Giorno 65, ultimo a casa, primo geneticamente modificato

Santissimo Iddio, sono passata davanti alla foto del matrimonio, in cui una Castagna brunette sorrideva raggiante, al fianco di un Uomo così bello da levare il fiato (a tutti. A me lo leva ancora adesso) e ho pensato "ma poverini, pensa te se ce lo avessero raccontato allora". 

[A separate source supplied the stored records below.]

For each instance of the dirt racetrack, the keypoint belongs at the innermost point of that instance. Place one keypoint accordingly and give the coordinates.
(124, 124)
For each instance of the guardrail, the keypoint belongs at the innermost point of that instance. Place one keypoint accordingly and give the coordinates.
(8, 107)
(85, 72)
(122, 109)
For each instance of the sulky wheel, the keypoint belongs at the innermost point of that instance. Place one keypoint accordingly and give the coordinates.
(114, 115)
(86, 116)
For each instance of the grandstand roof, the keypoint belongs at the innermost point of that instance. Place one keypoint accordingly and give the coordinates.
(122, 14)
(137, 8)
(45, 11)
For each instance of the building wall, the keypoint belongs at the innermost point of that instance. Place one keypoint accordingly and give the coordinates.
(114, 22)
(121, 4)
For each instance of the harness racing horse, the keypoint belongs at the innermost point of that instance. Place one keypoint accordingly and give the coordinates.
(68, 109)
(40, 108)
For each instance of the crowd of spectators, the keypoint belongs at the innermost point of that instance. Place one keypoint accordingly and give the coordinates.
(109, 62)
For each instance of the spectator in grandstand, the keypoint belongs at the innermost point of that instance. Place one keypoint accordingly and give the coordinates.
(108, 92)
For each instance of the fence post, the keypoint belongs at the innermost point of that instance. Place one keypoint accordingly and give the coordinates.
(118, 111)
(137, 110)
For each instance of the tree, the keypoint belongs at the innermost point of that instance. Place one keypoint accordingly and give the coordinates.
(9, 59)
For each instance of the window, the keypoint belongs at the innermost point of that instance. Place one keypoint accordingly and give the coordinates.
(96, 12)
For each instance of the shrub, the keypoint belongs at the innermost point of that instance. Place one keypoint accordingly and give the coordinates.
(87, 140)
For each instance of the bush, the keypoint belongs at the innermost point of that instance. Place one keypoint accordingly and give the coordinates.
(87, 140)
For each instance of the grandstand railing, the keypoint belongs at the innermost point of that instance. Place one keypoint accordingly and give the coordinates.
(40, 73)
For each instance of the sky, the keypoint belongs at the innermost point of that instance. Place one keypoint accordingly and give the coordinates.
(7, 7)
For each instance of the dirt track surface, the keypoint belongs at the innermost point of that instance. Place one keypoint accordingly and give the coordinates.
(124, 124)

Sono un ogm da ieri, della roba grassa con filamenti genici sta prendendo a sberle i miei ribosomi: "Muta, coglione! Produci la proteina che ti ho chiesto, sì o no? Ti decidi?"* in tutto il mio corpo, ma in particolare nel braccio destro, nella mucosa gastrica e in testa. 

[*Se questa descrizione del funzionamento del vaccino a mRNA non è scientificamente corretta, se sono i mitocondri invece dei ribosomi, sapete che cosa, me ne sbatto. Mi sento male e fino a ieri ero negativa, da settembre, e stavo benone. Io la scena me la immagino così quindi, sul mio blog, è così. E mi sento male per obbedire a un decreto contro il quale continuerò a protestare e tornare a scuola a insegnare ai vostri figli, quindi zitti, e rispetto, per cortesia.]

È uscito il concorso. 

È scoppiata una guerra. 

Credo abbiano fatto un dipartimento di lettere senza di me, che sono il referente. E va benissimo, ma magari dirlo. Non prima e non durante, ma tipo oggi, per messaggio, in risposta al mio "se mi passa la nausea ci vediamo domani". 

Devo chiedere a un collega di reinstaurare la condivisione del calendario scolastico con il mio account, e poiché il modo con cui me l'ha tolta senza avvisare mi lima i nervi, glielo chiederò domani di persona, cosicché veda dove arriva il mio sopracciglio mentre gli parlo. 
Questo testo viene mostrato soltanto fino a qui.